ANCHORAGE, Alaska (AP) - State health officials are involved in a legal dispute over their plan to transfer a manslaughter defendant to a prison hospital in another state because officials have said he is too dangerous to be kept in Alaska.
The defense attorney for 24-year-old Duop Tharjiath has asked a judge to halt the proposed move from the Alaska Psychiatric Institute to a for-profit hospital in South Carolina, The Anchorage Daily News reported.
The Alaska Department of Health and Social Services wants to transfer Tharjiath to the Columbia Regional Care Center, officials said.
Tharjiath has a “history of extreme violence” that would make admitting him to the Alaska Psychiatric Institute’s forensic unit dangerous, the department said.
The move is unnecessary, would be harmful and “inhumane,” Alaska Public Defender Agency attorney Julia Moudy said.
Sending Tharjiath to South Carolina would isolate him from regular contact with his attorney, public guardian, medical providers and family in Alaska, Moudy said.
Tharjiath, who has been diagnosed with a severe form of schizophrenia, was charged with manslaughter and assault.
Tharjiath walked away from an assisted living home in Anchorage, stole a car and backed into two people in a parking lot, charging documents said.
Veronique Long, 59, was killed and a man who was not identified was seriously injured when Tharjiath backed out of a parking spot “at a high rate of speed” and struck them and ran over Long, documents said.

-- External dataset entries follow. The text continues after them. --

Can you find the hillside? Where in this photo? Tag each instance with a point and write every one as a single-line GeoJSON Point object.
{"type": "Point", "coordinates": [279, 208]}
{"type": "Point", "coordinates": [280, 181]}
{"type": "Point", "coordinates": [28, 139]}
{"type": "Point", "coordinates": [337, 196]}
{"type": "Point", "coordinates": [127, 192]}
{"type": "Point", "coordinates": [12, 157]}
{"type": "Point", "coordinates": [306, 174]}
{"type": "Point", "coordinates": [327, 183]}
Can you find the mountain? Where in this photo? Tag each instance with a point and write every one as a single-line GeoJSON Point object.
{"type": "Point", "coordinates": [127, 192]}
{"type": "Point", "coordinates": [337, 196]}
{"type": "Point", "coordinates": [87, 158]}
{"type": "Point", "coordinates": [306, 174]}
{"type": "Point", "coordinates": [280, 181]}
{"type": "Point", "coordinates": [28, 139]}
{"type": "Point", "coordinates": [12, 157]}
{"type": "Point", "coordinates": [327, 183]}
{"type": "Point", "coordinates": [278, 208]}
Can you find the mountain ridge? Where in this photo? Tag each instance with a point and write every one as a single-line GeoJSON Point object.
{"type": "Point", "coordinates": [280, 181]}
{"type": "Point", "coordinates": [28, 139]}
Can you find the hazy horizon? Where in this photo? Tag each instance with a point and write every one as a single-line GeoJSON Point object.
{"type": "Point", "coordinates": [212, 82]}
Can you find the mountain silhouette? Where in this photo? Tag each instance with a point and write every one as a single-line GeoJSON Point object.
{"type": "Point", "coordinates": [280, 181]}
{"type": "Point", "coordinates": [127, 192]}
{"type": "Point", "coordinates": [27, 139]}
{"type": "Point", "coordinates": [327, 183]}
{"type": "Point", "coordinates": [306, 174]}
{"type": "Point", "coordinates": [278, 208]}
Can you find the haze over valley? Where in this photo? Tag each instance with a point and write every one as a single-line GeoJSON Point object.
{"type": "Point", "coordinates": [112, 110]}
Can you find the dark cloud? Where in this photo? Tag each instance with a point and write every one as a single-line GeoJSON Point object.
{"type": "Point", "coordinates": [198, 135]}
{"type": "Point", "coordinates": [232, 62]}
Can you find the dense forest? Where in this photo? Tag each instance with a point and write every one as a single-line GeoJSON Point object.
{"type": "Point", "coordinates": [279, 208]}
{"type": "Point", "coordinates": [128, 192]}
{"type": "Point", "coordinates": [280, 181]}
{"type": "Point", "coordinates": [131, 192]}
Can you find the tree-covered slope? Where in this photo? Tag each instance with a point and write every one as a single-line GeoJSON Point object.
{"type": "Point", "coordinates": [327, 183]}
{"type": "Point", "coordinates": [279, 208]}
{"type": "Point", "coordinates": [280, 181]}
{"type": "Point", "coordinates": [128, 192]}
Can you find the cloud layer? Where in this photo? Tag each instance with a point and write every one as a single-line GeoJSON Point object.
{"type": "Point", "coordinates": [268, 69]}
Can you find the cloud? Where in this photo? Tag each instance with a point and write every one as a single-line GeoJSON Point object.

In May, a court found Tharjiath mentally incompetent to stand trial, meaning he cannot understand or legally participate in the proceedings against him.
The South Carolina facility is owned by Wellpath of Nashville, Tennessee, which was involved in a failed privatization bid at Alaska Psychiatric Institute earlier this year.
Tharjiath’s case is only the second in decades in which state officials have attempted to transfer the care of a mentally ill criminal defendant outside Alaska.
Alaska residents charged with crimes and found too mentally ill to stand trial have been previously treated in the “competency restoration” program at the state psychiatric hospital in Anchorage.